Pierre Antoine Villemaine | Quelque part dans l’inachevé

Quelque part dans l’inachevé (R. M. R.)

soit de bien, soit de mal
j’écris à l’aventure
suivant de ce lieu les accidents divers
je crayonne
de manière irrécusable
par action oblique
hétérogène
la rythmique
et les contours d’une insistance
mer éternellement silencieuse
où penser toujours plus bas que la pensée
est savante misère

*

titubant intérieurement
des morceaux se détachent du cerveau

l’hésitation ravive le refrain incertain
discordant et monotone

*

et de nouveau elle résonne
toujours changeante toujours identique

dormante toujours présente
elle flotte on ne sait où
à portée de voix
elle chemine entre les choses

venue du jadis
de l’autre fois de toujours
elle se reprend
observe la répétition

tramée d’héritage
ignorante de la mort
elle ne cesse de faire parler
dans un « étrange sectionnement du temps »
elle brise le vif de l’esprit

« extraite musicalement »
elle va d’un point d’effacement à un autre
et rien d’elle n’est fermement possédé

elle n’exige ni ne menace
elle veille

lacune à découvert
elle fait retour dès que je parle
inaccessible mais dite

quelque chose git en elle
quelque chose qu’elle ne peut expliquer

*

dans l’ombre de ton rêve
indéfiniment fuyant
quelque chose d’un peu vague
quelque chose comme une vacillation
un souffle d’air
furtivement fait figure

l’étrange visite
sollicite la possibilité d’une forme
l’apparence d’un corps

égarée dans les complications du cerveau
elle cherche une issue
la protection d’une image
la consolation d’un visage

*

Il portait en lui cette sensation d’être n’importe qui.

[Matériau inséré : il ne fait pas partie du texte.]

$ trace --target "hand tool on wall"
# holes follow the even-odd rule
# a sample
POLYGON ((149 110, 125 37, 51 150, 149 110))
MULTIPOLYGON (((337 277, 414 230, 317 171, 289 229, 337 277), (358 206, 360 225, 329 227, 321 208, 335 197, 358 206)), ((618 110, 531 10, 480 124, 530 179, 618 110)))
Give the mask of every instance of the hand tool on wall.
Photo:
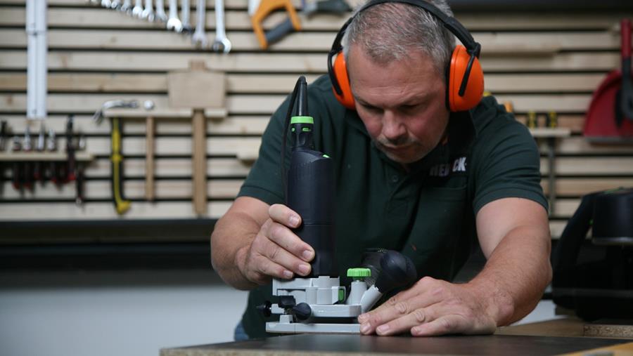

Sans lieu et sans nom. Parfois sa pensée se retirait et il sentait qu’il s’évaporait doucement dans l’air. Ce n’était pas désagréable. C’était comme un évanouissement, un lent engourdissement auquel il s’abandonnait volontiers, un doux sommeil dans le froid, dans la neige. Ce motif lui revenait sans cesse et il ne pouvait pas s’en défaire. Il avait souvenance que le froid accroissait la clarté des choses, augmentait la netteté de leurs contours. Cet arbre effeuillé dont le tronc et les branches fines se découpaient si vivement du ciel lui en avait apporté la preuve. - Oui, je le connais votre arbre isolé au beau milieu d’un champ, je le vois bien, on dirait qu’il est peint à l’encre de Chine sur le paysage. - Vous le voyez souvent ? - Non, je ne veux pas le déranger, il est fier et je préfère le laisser à sa solitude.